Activist Huda Khamosh was a pacesetter within the women-led demonstrations in Kabul that occurred after the Taliban takeover last summer. She evaded arrest throughout a Taliban crackdown on feminine protestors in February. Later, Khamosh confronted Taliban leaders at a conference in Norway, demanding that they launch her fellow feminine protestors held in Kabul.

“The Taliban regime was imposed on us, and their self-imposed guidelines haven't any authorized foundation, and ship a fallacious message to the younger girls of this era in Afghanistan, lowering their id to their garments,” stated Khamosh, who urged Afghan women to lift their voices.

“By no means be silent,” she stated.

“The rights granted to a lady [in Islam] are more than just the correct to decide on one’s husband and get married,” Khamosh stated, referring to a Taliban decree on rights that focused only on the proper to marriage, however did not tackle points of labor and education for girls.

“Ladies have dignity and agency over their lives,” she said.

“Twenty years [of gains made by Afghan women] is not insignificant progress to lose in a single day. We won this on our own may, preventing the patriarchal society, and no one can remove us from the community.”

The activists also mentioned that they had predicted the present developments in Afghanistan, and placed equal blame on the worldwide community for not recognising the urgency of the situation.

Samira Hamidi, an Afghan activist and senior researcher at Amnesty Worldwide, said that even after the Taliban’s take over final August, Afghan girls continued to insist that the worldwide group hold girls’s rights as “a non-negotiable part of their engagement and negotiations with the Taliban”.

But the worldwide group had failed Afghan women yet once more, Hamidi said.

“For a decade Afghan women have been warning all actors involved in peace negotiations about what returning the Taliban to energy will means to ladies,” she stated.

The present scenario has resulted from flawed insurance policies and the international neighborhood’s lack of “understanding on how serious ladies’s rights violations” are in Afghanistan, she said.

“It's a blatant violation of the fitting to freedom of alternative and movement, and the Taliban got the house and time [by the international community] to impose further reprisals and systematic discrimination,” Hamidi mentioned.
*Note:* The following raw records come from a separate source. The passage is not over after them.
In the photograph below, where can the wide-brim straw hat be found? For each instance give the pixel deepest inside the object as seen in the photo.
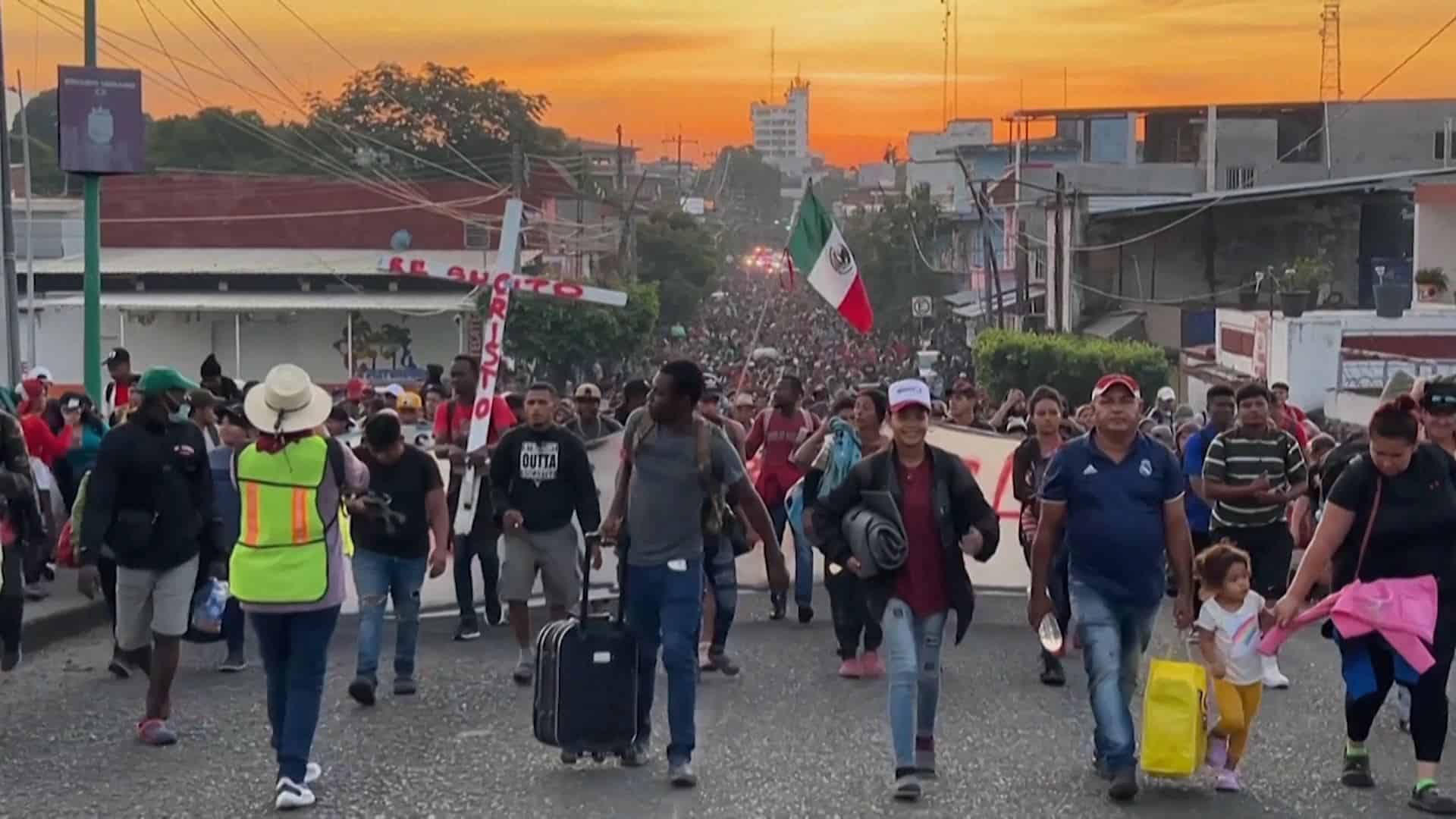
(287, 401)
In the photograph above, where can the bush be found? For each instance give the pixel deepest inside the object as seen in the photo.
(1072, 363)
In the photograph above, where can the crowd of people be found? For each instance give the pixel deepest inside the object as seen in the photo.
(174, 485)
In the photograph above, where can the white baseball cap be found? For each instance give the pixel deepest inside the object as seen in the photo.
(909, 392)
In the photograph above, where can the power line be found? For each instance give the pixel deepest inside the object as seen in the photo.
(1282, 158)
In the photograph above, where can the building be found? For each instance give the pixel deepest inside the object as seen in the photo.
(1219, 148)
(932, 161)
(1436, 229)
(264, 270)
(781, 133)
(1332, 360)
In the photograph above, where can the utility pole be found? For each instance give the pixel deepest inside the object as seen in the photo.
(91, 357)
(30, 223)
(12, 335)
(1059, 278)
(679, 142)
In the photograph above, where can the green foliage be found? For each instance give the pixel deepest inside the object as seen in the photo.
(680, 257)
(440, 108)
(887, 257)
(1072, 363)
(568, 337)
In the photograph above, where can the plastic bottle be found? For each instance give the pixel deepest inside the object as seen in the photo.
(1050, 634)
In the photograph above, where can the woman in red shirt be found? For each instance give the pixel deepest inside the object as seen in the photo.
(44, 445)
(944, 518)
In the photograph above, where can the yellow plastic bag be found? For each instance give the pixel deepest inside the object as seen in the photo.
(1175, 735)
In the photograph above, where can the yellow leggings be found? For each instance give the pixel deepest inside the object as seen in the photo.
(1238, 704)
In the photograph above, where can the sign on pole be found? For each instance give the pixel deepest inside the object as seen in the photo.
(101, 123)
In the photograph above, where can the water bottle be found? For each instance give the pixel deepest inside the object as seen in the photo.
(1050, 634)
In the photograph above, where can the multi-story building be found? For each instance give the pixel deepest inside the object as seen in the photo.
(932, 161)
(781, 131)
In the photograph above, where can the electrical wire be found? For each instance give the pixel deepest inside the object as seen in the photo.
(1282, 158)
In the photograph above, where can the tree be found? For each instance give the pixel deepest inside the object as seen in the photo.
(884, 246)
(44, 123)
(680, 257)
(568, 338)
(438, 110)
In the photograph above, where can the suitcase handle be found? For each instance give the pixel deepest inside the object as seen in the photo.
(620, 545)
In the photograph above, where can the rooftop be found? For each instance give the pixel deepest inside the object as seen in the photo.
(1223, 108)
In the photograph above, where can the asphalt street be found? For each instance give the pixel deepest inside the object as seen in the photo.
(786, 738)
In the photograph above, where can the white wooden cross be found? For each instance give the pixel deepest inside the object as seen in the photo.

Khamosh, the activist, agrees.

“The world is betraying a whole technology with their silence,” she stated.

“It is a crime against humanity to allow a rustic to show into a jail for half its inhabitants,” she said, adding that repercussions from the continued situation in Afghanistan will be felt globally.

Marzia, the professor, shared an identical sense of disappointment.
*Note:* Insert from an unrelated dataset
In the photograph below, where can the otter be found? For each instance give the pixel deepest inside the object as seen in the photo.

“We're a country that has produced a number of the most sensible girls leaders. I used to teach my college students the worth of respecting and supporting women,” she stated.

“I gave hope to so many young girls and all of that has been thrown in [the] trash as meaningless,” she said.

“My coronary heart breaks into items with every new ‘legislation’ and decrees they challenge that contradicts our Islamic and Afghan values.”